If code changes, the related requirement and tests should become suspicious. If a test changes, the requirement should be checked. If a requirement changes, the code and tests should definitely be reviewed. The system should say: this thing changed, so these other things are no longer fully trusted.

This is also why evidence matters.

I do not trust humans. I do not trust AI either. I want the evidence.

A green CI run is useful, but evidence of what? That the code passes current tests? Or that the system still matches the original intent?

Those are not the same thing.

In larger projects, the original intent becomes a spec, then tasks, then subtasks, then test cases. Every step narrows the focus. Everyone implements their piece. Everyone tests their piece. Locally, everything can look correct. But who validates the final system against the original intent?

Usually not systematically.

This is the part I want to think more about. Maybe requirement management, in some lighter and more modern form, becomes much more important for normal software teams. Not because requirements are new, but because agentic development changes the cost of not having them.

Code is still the runtime truth. It tells us what the system does.

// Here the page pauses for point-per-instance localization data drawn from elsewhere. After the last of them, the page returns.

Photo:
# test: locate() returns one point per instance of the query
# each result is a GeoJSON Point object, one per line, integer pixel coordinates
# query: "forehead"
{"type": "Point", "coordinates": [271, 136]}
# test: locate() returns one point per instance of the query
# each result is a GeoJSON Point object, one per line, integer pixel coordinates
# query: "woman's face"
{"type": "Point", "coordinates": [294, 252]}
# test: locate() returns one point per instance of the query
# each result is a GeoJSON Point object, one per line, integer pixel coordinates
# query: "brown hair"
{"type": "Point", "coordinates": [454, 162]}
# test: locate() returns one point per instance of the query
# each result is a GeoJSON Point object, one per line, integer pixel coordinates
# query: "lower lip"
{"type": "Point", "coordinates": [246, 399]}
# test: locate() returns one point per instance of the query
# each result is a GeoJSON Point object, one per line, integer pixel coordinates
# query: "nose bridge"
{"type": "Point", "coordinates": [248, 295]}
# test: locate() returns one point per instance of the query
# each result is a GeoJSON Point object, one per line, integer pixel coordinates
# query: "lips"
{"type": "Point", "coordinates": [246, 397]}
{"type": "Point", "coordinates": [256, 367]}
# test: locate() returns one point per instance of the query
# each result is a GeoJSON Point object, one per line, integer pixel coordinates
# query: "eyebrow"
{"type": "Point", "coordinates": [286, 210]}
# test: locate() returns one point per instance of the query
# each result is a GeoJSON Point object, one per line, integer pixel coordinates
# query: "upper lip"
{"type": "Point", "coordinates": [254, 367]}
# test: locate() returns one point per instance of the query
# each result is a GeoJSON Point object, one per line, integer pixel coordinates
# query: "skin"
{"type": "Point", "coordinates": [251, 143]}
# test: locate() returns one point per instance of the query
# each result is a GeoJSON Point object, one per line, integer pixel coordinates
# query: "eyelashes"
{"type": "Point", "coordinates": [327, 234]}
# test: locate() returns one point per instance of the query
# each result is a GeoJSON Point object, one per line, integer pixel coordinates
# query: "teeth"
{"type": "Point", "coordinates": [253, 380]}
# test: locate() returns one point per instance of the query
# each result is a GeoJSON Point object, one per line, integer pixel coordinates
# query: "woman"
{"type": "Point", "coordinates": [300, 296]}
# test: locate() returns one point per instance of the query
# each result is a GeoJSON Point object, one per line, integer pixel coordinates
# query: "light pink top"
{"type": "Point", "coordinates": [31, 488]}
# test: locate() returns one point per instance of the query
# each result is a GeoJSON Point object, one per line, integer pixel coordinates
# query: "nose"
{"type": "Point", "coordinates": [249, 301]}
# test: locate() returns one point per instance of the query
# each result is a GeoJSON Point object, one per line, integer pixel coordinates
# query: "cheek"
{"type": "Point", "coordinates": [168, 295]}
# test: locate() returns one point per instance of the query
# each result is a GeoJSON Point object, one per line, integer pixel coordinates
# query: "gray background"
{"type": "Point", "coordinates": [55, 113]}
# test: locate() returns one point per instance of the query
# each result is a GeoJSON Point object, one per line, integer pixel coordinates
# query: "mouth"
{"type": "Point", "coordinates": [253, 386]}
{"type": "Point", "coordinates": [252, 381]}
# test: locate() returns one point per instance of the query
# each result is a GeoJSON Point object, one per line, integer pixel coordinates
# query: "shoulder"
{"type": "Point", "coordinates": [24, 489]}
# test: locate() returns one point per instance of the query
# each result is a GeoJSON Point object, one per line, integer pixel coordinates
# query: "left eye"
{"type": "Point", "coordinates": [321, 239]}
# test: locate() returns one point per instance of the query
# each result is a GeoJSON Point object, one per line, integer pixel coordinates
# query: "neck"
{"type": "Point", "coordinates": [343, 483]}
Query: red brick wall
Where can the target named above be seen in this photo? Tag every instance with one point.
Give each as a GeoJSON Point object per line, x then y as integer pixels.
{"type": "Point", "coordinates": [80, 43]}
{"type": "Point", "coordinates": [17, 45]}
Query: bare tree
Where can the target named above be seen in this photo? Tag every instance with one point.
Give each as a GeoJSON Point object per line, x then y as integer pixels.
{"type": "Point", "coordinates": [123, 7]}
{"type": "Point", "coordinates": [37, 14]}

But requirement is the intent truth. It tells us what the system is supposed to mean.

And evidence is what connects them.

I do not have the full answer yet. I still do not know how detailed requirements should be before they become harmful. I do not know which parts should be formal and which should stay flexible. I do not know how to make traceability work inside Git, PRs, CI, and agentic coding tools without making everyone hate it.

But I think the direction is becoming clearer.

In the old world, code was expensive to produce, so code naturally became the main asset. In the agentic world, code may become cheaper to produce, but intent becomes easier to lose.

And if intent is the thing we can lose, maybe intent is the thing we need to manage much more seriously.